Run Kubernetes Deployment & Simulation:
% ./simulation/create.sh
% curl http://localhost:30000/hello-app
# Get istio proxy logs for hello-app
% kubectl logs -c istio-proxy --selector app=hello-app
# Get container logs for hello-app
% kubectl logs--selector app=hello-app
# Tear it down
% ./simulation/destroy.sh
Run ollama app:
% pip install BeautifulSoup4 langchain langchain-community langchain-core tikToken chromadb
% ollama pull nomic-embed-text
% ollama pull mistral
% python app/app.py
We want to demonstrate how to ask the Llama LLM a question, demonstrate how to fetch data about the question, feed data as context, ask the exact same question again and receive different (better) answer.
- Ask llama:
What is Ollama?
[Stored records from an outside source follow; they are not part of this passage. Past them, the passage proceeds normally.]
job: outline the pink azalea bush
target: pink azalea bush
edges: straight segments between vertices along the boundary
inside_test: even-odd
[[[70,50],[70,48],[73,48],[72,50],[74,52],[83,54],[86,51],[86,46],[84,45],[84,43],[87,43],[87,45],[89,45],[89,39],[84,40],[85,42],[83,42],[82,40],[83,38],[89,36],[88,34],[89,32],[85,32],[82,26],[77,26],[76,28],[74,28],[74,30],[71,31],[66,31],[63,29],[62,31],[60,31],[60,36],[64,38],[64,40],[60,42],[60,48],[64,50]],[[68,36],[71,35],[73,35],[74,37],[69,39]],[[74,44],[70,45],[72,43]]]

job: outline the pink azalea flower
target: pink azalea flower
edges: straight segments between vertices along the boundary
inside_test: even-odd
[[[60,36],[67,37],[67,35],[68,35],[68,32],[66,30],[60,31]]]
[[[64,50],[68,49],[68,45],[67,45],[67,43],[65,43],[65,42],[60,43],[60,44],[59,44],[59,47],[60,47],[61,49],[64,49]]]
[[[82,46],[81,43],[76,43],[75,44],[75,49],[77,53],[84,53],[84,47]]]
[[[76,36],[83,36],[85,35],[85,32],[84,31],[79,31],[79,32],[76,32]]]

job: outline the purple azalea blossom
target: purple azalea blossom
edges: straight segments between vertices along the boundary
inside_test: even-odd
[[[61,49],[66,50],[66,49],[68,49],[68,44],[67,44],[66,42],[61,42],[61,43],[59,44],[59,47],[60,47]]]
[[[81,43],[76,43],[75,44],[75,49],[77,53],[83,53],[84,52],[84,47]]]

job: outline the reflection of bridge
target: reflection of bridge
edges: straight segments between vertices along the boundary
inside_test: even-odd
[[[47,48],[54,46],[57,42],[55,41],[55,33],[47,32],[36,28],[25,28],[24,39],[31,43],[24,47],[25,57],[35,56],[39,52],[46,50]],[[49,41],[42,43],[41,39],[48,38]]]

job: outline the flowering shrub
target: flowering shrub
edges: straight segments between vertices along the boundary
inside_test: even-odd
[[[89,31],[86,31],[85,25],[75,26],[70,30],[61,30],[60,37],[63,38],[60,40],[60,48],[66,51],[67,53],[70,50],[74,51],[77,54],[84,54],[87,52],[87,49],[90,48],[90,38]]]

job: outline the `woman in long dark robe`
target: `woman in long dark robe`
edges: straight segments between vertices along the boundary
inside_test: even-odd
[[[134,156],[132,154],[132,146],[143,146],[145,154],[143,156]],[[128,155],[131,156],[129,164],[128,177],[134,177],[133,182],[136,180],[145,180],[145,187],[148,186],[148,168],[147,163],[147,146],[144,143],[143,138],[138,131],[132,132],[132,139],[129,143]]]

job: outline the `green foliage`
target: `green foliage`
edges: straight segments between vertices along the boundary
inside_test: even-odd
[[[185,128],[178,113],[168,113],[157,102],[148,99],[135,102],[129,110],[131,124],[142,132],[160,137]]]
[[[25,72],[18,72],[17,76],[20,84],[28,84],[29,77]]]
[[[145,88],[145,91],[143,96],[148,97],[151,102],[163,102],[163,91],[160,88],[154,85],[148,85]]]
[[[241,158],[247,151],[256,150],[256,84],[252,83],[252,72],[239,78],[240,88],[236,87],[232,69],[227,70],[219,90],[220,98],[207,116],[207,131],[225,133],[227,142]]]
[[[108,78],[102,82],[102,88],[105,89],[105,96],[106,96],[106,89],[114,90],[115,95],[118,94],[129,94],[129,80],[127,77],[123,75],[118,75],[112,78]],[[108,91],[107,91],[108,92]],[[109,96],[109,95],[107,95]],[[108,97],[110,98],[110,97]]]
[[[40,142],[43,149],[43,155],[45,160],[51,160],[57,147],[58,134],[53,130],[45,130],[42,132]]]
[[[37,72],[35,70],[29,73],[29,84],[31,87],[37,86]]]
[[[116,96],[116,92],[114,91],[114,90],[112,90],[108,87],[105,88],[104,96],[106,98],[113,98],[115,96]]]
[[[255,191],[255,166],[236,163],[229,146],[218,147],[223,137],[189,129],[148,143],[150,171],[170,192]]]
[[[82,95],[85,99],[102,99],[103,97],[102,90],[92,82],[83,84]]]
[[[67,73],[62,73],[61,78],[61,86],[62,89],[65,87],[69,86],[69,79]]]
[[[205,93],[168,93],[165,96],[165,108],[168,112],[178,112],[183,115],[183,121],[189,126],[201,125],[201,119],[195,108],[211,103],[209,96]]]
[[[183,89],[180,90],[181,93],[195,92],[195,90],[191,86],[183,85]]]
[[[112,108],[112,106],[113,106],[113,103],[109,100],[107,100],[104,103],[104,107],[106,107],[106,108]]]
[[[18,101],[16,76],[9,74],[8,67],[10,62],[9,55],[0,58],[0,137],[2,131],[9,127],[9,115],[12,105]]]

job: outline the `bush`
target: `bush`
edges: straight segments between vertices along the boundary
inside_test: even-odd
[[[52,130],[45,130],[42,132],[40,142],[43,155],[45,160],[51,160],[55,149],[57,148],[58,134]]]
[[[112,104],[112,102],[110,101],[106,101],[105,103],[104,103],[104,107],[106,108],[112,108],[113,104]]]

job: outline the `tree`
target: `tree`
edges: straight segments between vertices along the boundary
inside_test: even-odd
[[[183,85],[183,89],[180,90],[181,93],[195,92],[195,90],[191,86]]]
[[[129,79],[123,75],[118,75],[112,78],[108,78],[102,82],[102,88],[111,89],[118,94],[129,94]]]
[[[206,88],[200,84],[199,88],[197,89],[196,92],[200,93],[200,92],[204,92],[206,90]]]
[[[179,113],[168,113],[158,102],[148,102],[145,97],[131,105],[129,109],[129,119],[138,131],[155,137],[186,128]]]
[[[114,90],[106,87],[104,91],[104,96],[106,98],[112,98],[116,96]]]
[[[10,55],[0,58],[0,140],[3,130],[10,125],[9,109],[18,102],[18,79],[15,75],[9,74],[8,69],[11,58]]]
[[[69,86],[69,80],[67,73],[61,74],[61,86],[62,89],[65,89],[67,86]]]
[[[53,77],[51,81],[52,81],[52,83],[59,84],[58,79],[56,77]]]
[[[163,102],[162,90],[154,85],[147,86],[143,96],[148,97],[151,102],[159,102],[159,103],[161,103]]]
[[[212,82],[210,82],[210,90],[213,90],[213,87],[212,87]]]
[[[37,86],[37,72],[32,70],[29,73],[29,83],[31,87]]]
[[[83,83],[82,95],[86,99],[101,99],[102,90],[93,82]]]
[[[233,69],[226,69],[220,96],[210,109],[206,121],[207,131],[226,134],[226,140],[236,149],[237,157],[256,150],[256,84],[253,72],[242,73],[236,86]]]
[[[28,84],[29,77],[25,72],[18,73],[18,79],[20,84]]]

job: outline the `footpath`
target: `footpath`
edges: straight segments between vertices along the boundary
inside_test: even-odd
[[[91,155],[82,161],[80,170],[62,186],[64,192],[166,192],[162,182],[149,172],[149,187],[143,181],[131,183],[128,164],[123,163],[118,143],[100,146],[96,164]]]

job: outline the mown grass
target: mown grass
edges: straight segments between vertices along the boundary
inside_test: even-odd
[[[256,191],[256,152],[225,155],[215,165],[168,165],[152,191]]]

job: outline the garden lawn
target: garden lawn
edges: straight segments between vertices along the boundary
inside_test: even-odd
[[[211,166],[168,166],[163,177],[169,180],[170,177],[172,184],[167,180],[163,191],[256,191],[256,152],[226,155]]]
Receive response X.
- Pull text from 3 web pages, create embeddings from model, and store in Chroma vector db: https://ollama.com, https://ollama.com/blog/windows-preview, https://ollama.com/blog/openai-compatibility
- Re-Ask llama the same question but add context data from step 2:
What is Ollama? Receive response Y.
This project is a playground for tinkering with llama3 genai.
- llama3
- ollama (https://github.com/ollama/ollama)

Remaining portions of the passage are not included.